11. Fluid Manipulation Using Thermoexpandable Polymer Based on Ploydimethylsiloxane and Expancel

Author

Metref, Lynda and Renaud, Philippe

Subjects

PDMS, microfluidic, matériel thermo-expansible, microfluidique, thermoexpandable material, actuator, Expancel, actuateur

Abstract

Nowadays, manipulation of liquids in miniaturised environments finds applications in many fields in biology and medicine such as diagnostics, toxicity analysis, drug delivery and so on. In those domains, the use of disposable devices has the great advantage of removing any surface contamination which could results in device malfunction. In this context, the present work revolves around the use of a thermoexpandable material, composed of expandable beads in an elastomeric matrix, used as actuator for liquids. This material is expandable only once, providing a good actuation for disposable devices. It also allows to keep the material inflated without additional energy input. This thesis has three main goals: understanding the expansion properties of this material through characterisation and modelling, proposing implementation of the heating source, and investigating possible applications. Characterisation of the material reviews its capability to create movement.

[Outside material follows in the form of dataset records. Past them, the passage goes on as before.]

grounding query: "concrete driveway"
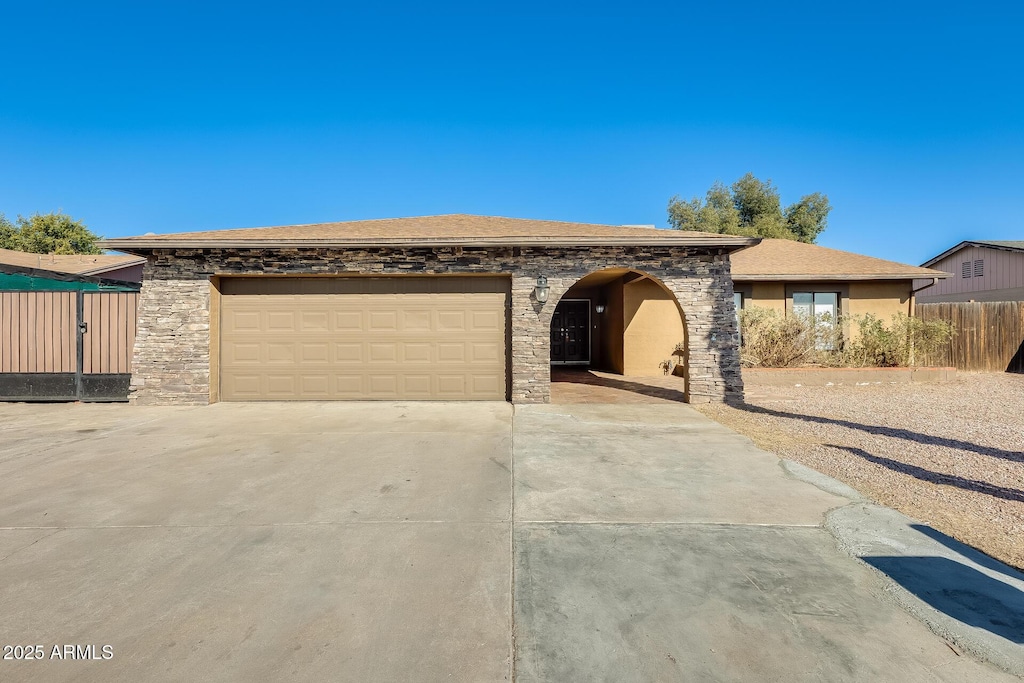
[0,403,1012,681]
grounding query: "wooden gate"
[0,291,138,400]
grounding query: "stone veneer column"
[652,256,743,403]
[512,274,577,403]
[128,280,210,404]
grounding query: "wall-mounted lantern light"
[534,275,550,303]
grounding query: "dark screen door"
[551,301,590,365]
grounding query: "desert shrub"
[843,313,955,368]
[739,306,955,368]
[739,306,815,368]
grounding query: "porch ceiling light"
[534,275,551,303]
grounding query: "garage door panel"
[220,278,509,400]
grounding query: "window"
[793,292,839,350]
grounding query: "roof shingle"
[102,214,756,251]
[731,240,949,282]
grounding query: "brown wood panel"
[83,292,138,375]
[0,292,75,373]
[915,301,1024,372]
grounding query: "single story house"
[918,240,1024,303]
[102,214,758,403]
[731,240,949,327]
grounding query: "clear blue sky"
[0,0,1024,263]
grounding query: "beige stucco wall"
[847,280,910,322]
[623,279,684,377]
[735,280,912,339]
[737,283,785,313]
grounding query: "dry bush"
[739,306,814,368]
[739,306,955,368]
[843,313,955,368]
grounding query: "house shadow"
[910,524,1024,582]
[736,402,1024,463]
[860,556,1024,644]
[551,368,686,403]
[824,443,1024,503]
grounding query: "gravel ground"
[693,373,1024,568]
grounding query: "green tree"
[669,173,831,243]
[0,211,102,254]
[0,213,17,249]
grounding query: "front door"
[551,299,590,366]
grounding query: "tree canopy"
[0,211,102,254]
[669,173,831,243]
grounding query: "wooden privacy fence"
[915,301,1024,373]
[0,291,138,400]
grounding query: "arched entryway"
[550,268,686,389]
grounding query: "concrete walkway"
[0,401,1024,681]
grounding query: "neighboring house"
[0,249,145,283]
[102,214,758,403]
[0,249,145,400]
[731,240,949,334]
[919,240,1024,303]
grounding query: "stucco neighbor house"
[920,240,1024,303]
[731,240,949,334]
[102,214,758,403]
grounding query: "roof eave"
[79,256,145,275]
[99,237,761,254]
[732,272,950,283]
[921,240,1024,268]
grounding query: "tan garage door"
[220,276,510,400]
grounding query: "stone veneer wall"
[130,247,743,403]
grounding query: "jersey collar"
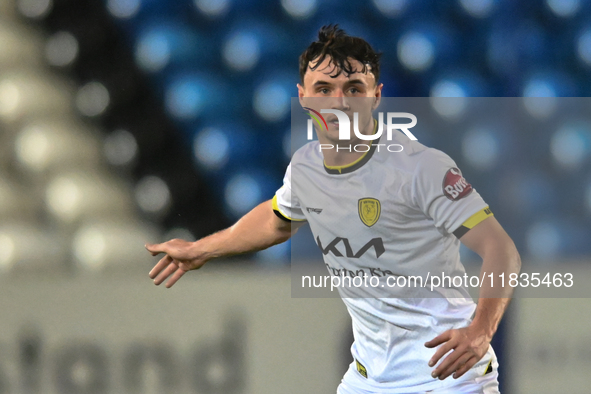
[322,119,381,175]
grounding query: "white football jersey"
[273,127,496,393]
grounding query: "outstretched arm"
[146,200,303,287]
[425,216,521,379]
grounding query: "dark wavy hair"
[300,25,382,85]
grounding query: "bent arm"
[196,200,304,260]
[460,216,521,338]
[146,200,305,287]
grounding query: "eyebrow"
[313,79,367,86]
[345,79,367,85]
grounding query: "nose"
[331,89,349,111]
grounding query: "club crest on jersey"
[359,197,382,227]
[443,167,472,201]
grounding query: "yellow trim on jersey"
[324,119,378,172]
[271,194,306,222]
[462,207,494,229]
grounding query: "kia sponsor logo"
[443,167,472,201]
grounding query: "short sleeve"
[412,149,492,236]
[273,163,306,222]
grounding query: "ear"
[371,83,384,111]
[296,83,306,107]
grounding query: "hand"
[425,326,492,380]
[145,239,207,288]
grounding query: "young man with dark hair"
[147,26,520,394]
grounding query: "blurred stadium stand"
[0,0,591,390]
[100,0,591,260]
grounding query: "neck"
[320,118,377,167]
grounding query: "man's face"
[298,57,383,143]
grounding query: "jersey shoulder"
[291,141,324,166]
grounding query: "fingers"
[144,244,166,256]
[425,330,451,348]
[154,260,179,286]
[166,267,187,289]
[149,255,172,279]
[454,356,478,379]
[429,338,457,367]
[432,350,474,380]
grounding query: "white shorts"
[337,370,500,394]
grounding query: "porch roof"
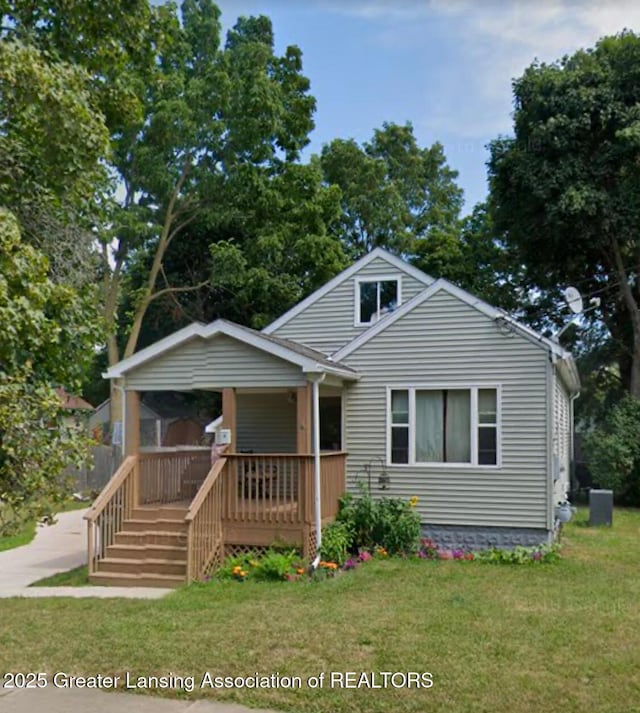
[103,319,359,381]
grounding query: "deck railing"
[185,458,226,582]
[320,451,346,520]
[139,448,211,505]
[84,456,138,574]
[223,452,345,525]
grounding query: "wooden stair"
[89,502,189,587]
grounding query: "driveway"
[0,510,172,599]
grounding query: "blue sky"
[217,0,640,210]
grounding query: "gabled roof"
[331,277,580,391]
[262,248,434,334]
[103,319,358,381]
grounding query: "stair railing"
[184,458,227,582]
[84,455,138,574]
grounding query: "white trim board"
[103,319,359,381]
[262,248,435,334]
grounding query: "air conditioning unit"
[589,490,613,527]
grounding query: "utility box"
[589,490,613,527]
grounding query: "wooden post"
[222,389,237,453]
[296,384,312,454]
[124,391,140,458]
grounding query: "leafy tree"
[128,163,346,344]
[0,208,98,535]
[584,396,640,506]
[489,32,640,398]
[0,40,108,281]
[321,123,462,264]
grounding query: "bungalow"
[88,249,580,585]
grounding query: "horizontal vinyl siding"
[344,293,548,527]
[126,335,306,391]
[236,393,296,453]
[274,258,426,354]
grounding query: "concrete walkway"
[0,686,276,713]
[0,510,172,599]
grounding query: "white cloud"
[317,0,640,140]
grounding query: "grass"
[0,500,91,552]
[0,510,640,713]
[29,564,89,587]
[0,522,36,552]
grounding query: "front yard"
[0,510,640,713]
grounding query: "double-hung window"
[355,277,400,326]
[389,386,500,466]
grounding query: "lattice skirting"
[224,542,269,559]
[204,544,225,575]
[303,527,318,561]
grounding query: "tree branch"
[149,280,209,303]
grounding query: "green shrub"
[252,549,299,581]
[473,545,560,564]
[336,487,420,555]
[336,484,376,549]
[320,521,353,567]
[215,552,258,579]
[373,498,421,555]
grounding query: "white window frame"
[386,382,502,470]
[353,274,402,327]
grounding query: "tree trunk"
[611,237,640,399]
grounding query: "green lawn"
[0,510,640,713]
[0,522,36,552]
[0,500,91,552]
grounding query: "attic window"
[356,277,400,325]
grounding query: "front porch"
[87,449,345,586]
[86,320,358,586]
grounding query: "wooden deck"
[86,450,345,586]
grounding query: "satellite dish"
[563,287,584,314]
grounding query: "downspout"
[547,352,557,544]
[311,373,326,569]
[569,392,580,490]
[113,384,127,461]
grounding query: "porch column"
[222,389,237,453]
[123,391,140,458]
[296,383,312,453]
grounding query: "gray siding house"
[89,249,580,584]
[264,250,579,546]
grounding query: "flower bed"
[204,492,559,582]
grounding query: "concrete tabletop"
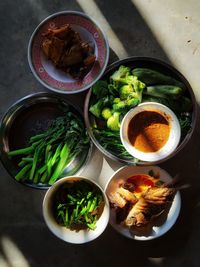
[0,0,200,267]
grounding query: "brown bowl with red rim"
[28,11,109,94]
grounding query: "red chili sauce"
[128,111,170,152]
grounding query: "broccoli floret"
[89,100,104,118]
[92,80,108,99]
[113,97,121,104]
[108,84,119,96]
[110,66,130,82]
[89,96,113,118]
[101,108,112,120]
[119,84,133,100]
[134,79,146,102]
[107,112,120,131]
[113,101,126,112]
[126,98,140,109]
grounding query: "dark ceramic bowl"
[84,57,197,165]
[0,93,91,189]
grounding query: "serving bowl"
[28,11,109,94]
[84,57,197,165]
[43,176,110,244]
[0,92,92,189]
[120,102,181,162]
[105,166,181,241]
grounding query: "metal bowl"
[84,57,197,165]
[0,93,92,189]
[28,11,109,94]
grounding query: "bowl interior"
[105,166,181,241]
[120,102,181,162]
[84,57,197,165]
[43,176,110,244]
[28,11,109,94]
[0,93,91,189]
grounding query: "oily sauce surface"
[128,111,170,152]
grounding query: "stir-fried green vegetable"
[89,65,192,161]
[8,108,89,185]
[53,180,104,230]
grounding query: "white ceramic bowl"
[28,11,109,94]
[43,176,110,244]
[105,166,181,241]
[120,102,181,162]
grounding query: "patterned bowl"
[28,11,109,94]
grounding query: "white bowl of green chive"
[43,176,110,244]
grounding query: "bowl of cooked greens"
[0,93,92,189]
[43,176,110,244]
[84,57,197,165]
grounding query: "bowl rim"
[42,175,110,244]
[27,10,110,95]
[0,92,94,190]
[84,56,198,166]
[120,102,181,163]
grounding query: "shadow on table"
[0,0,200,267]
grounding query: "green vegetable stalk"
[8,111,89,185]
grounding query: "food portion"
[42,24,96,79]
[107,171,176,228]
[52,180,105,231]
[128,111,170,152]
[8,105,90,185]
[89,65,192,162]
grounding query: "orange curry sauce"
[128,111,170,152]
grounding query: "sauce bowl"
[120,102,181,162]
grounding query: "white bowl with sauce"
[120,102,181,162]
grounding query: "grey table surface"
[0,0,200,267]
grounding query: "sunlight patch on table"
[131,0,200,96]
[0,236,30,267]
[77,0,128,58]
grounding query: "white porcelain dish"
[43,176,110,244]
[105,166,181,241]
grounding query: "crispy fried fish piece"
[142,187,176,205]
[108,192,127,208]
[125,197,149,227]
[125,187,176,227]
[109,187,137,208]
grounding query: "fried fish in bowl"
[106,166,180,240]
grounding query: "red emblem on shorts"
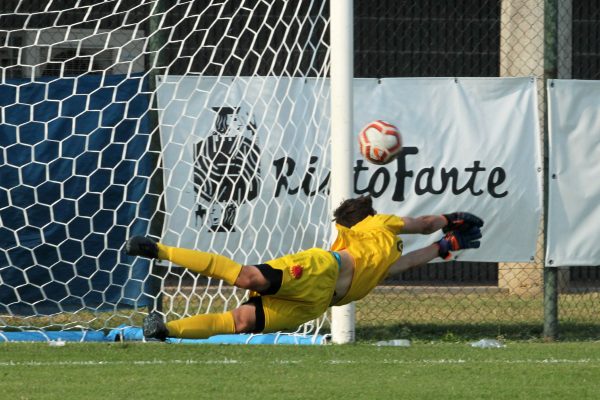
[290,265,304,279]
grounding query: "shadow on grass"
[356,323,600,342]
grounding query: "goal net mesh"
[0,0,331,335]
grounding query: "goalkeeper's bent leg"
[157,243,242,285]
[167,311,235,339]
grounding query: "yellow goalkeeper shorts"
[254,248,339,332]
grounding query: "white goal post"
[0,0,354,343]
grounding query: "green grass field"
[0,342,600,399]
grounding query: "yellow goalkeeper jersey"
[331,214,404,306]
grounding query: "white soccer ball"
[358,120,402,165]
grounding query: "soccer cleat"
[125,236,158,258]
[144,311,169,342]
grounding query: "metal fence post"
[543,0,558,341]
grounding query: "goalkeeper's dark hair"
[333,196,377,228]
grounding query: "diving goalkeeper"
[125,196,483,340]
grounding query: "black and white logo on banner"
[193,106,261,232]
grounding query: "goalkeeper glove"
[435,227,481,260]
[442,212,483,233]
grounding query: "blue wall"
[0,75,155,314]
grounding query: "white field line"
[0,358,600,368]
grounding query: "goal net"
[0,0,331,344]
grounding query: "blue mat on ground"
[0,325,327,345]
[106,325,327,345]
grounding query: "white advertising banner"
[158,76,542,263]
[354,78,542,262]
[546,79,600,266]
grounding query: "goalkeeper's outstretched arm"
[389,220,483,275]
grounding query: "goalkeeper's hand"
[442,212,483,233]
[436,227,481,260]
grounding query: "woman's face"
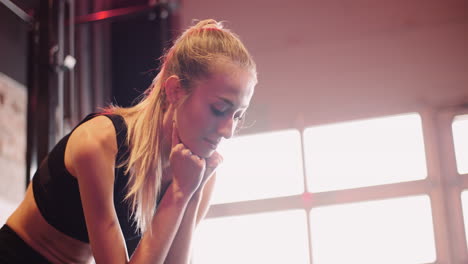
[175,63,255,158]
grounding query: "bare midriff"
[6,184,92,263]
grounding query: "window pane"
[194,210,309,264]
[310,196,436,264]
[452,115,468,174]
[462,190,468,244]
[213,130,304,203]
[304,114,427,192]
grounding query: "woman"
[0,20,257,264]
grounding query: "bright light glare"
[212,130,304,204]
[304,113,427,192]
[194,210,309,264]
[310,195,436,264]
[452,115,468,174]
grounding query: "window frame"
[200,106,468,263]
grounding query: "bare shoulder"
[65,116,117,177]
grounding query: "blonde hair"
[106,19,257,232]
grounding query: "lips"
[205,138,219,149]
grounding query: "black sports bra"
[32,113,141,255]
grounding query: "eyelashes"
[211,106,245,121]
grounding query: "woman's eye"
[211,107,224,116]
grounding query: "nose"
[218,118,237,139]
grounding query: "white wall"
[181,0,468,133]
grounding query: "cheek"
[177,101,212,140]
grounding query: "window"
[310,196,435,264]
[194,210,310,264]
[452,115,468,174]
[213,130,304,204]
[304,114,427,192]
[194,112,468,264]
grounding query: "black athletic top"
[32,114,141,255]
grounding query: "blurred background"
[0,0,468,264]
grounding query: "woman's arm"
[164,172,216,264]
[67,117,199,264]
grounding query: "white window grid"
[206,106,468,264]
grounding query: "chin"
[192,147,215,159]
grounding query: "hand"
[202,151,223,185]
[169,122,206,195]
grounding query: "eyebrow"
[217,96,249,108]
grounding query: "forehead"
[193,63,255,107]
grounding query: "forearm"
[164,191,202,264]
[130,184,191,264]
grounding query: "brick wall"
[0,73,27,224]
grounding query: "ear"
[164,75,186,104]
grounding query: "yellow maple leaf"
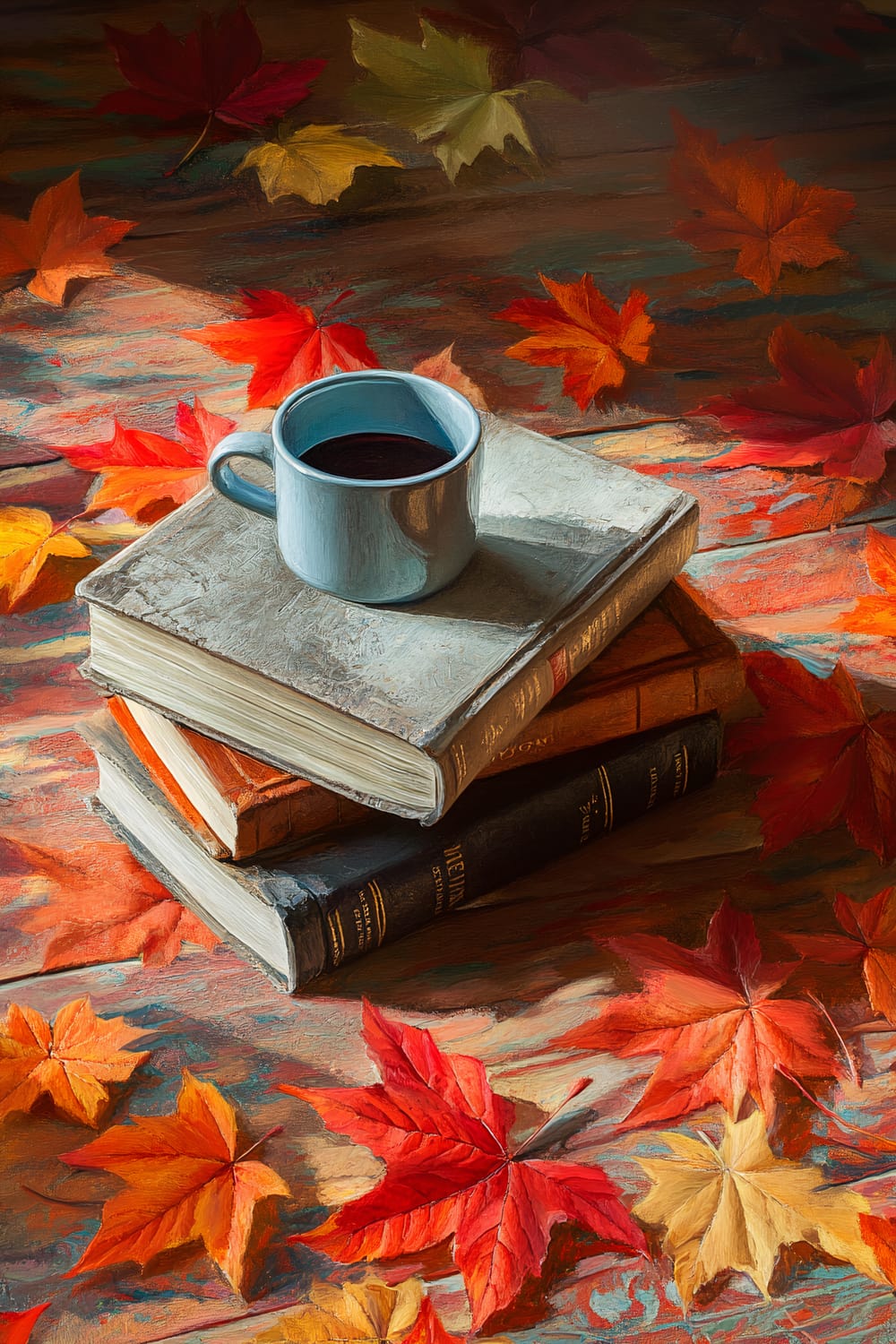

The two main parameters characterised are the volumetric expansion of the material and the pressure it can provide. To better understand those behaviours, a morphological study of Expancel® beads is also undertaken. Expansion of the composite is then theoretically modelled to provide a tool for future designs. The following part of this thesis focuses on solutions to implement the material for liquid actuation. Before this investigation, the main solution used to heat the material was the resistive heating of copper tracks on a circuit board. Here, alternative solutions are provided such as the use of clean room facilities, screen-printing and polymeric conductors. The pros and cons of the proposed solutions are stated in a way to allow the reader to choose the best option for his application. Finally, some applications of this actuation system are implemented and tested to highlight the limitations and advantages of this technology when put into application.